(a) Same as (a) above. This ceremonial is omitted except in marriages between the wealthy.

(b) The boy’s kin sacrifice a pig at his home, sending half of it, if the omen of the bile sac promises well, to the kin of the girl in a back basket, called bango, whence originates the term imbango, meaning “carried in a bango.”

(c) The boy’s kin take a pig to the girl’s home. The girl’s kin furnish another and smaller pig. Both families participate in a religious feast. This feast is called tanig, and seems to include both the bubun and the hingot of the Kiangan people.

(d) Ceremonial idleness for the boy and the girl is required during a period of five days. On the third day the couple go to one of their fields, it being taboo for either of them to stumble on the way. The trip is in one respect somewhat like the time-honored cutting of the cakes in one of our own marriage feasts to secure a prognostication as to which of the two spouses will die first. Stumbling on the part of one of the couple, however, would indicate that that one would die not only first but soon, and would probably lead to a refusal on his or her part to go ahead with the marriage.[4] Arrived at the field, the girl weeds a part of it, and the boy gathers some wood from a near-by forest. Then they go home, the boy carrying the bundle of wood.

In case a bad omen of the bile sac is encountered in any of these ceremonies, the marriage is not proceeded with, since the belief is that misfortune would surely attend it.

In the case of the poor, some of the above ceremonies may be omitted; or chickens or smaller pigs may be substituted for any or all the pigs. The above programme is simply that which is to be followed out if the groom be financially able to do the “right thing.”

In case the spouses are related, two pigs—a male and a female—are sacrificed, and the ceremony called ponga is performed. The larger pig is furnished by the boy. The nearer the kinship the larger the pigs necessary for this ceremony.

At no time are any vows or promises made by the principals. At no time, except in the fourth ceremony among the Northern Ifugao, do the principals have any active part in the ceremonies. Indeed, they may not eat the meat of the pigs or chickens killed at their own wedding, for it is taboo to them.

12. Gifts to the kin of the bride: hakba.—In the Kiangan area, but in no other, expensive gifts are made to the kin of the bride. These gifts are called hakba. Only in the case of the very poorest are gifts foregone. The gifts are distributed to the girl’s kin, the nearer kin receiving the more valuable and the remote kin the less valuable articles.

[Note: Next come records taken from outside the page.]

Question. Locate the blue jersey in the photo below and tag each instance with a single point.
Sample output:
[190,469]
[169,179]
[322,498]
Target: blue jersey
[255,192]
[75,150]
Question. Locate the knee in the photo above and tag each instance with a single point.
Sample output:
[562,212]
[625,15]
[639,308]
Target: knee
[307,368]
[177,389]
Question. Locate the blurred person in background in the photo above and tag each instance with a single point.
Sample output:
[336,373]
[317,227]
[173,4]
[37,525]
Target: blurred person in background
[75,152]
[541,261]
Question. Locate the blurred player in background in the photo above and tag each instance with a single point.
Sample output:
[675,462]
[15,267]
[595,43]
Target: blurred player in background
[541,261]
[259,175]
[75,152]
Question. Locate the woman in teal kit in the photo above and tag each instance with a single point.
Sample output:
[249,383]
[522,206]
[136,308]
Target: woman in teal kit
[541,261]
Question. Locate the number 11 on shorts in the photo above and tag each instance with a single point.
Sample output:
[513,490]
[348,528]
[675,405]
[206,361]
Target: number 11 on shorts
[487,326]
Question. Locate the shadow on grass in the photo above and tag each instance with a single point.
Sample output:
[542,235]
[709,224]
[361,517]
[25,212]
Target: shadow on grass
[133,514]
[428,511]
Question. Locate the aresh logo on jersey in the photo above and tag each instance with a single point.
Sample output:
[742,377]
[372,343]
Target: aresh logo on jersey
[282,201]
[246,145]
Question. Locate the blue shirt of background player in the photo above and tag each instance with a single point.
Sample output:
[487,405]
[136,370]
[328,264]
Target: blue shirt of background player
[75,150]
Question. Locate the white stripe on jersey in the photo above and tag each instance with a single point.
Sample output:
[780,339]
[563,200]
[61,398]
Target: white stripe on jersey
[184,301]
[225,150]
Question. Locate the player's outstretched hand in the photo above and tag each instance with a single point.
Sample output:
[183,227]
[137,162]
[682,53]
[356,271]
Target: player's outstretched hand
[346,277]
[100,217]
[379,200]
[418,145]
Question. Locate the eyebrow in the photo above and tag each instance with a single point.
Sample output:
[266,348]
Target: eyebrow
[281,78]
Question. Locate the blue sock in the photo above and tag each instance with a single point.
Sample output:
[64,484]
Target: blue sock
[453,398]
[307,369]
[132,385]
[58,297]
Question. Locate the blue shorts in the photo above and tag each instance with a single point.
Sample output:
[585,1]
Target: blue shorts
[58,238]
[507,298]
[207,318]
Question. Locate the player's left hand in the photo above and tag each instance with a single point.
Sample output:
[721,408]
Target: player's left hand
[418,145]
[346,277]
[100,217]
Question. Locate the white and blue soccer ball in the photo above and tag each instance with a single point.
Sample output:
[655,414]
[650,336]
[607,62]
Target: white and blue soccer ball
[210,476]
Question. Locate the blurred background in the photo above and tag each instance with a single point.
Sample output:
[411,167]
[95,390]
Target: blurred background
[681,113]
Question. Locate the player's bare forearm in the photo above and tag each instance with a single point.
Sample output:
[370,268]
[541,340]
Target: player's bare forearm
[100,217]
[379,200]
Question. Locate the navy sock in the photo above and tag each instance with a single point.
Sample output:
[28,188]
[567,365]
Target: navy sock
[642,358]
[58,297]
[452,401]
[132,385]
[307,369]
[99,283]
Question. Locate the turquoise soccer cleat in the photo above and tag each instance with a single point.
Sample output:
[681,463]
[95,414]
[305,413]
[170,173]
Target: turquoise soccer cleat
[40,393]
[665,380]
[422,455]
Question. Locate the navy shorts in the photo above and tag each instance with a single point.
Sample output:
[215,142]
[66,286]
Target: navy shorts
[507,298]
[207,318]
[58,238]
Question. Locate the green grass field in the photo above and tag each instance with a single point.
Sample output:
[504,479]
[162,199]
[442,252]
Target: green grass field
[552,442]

But the elder of a line of cousins by a single uncle, for example, receives a more valuable present, the next in age a less valuable one, the next in age a still less valuable one, and so on, the youngest getting nothing if he have many brothers and sisters. No distinction is made between male and female kin. The gifts may range from two death blankets, worth 16 pesos, to a spearhead worth 0.20 peso.

Except in the case of the poverty-stricken, there is nothing for it but to pay these presents. If they be not forthcoming, the kin of the woman seize the pig provided for the bubun ceremony, carry it home and guard it well till such time as the groom comes forward with the hakba gifts, when they return it for the ceremonial.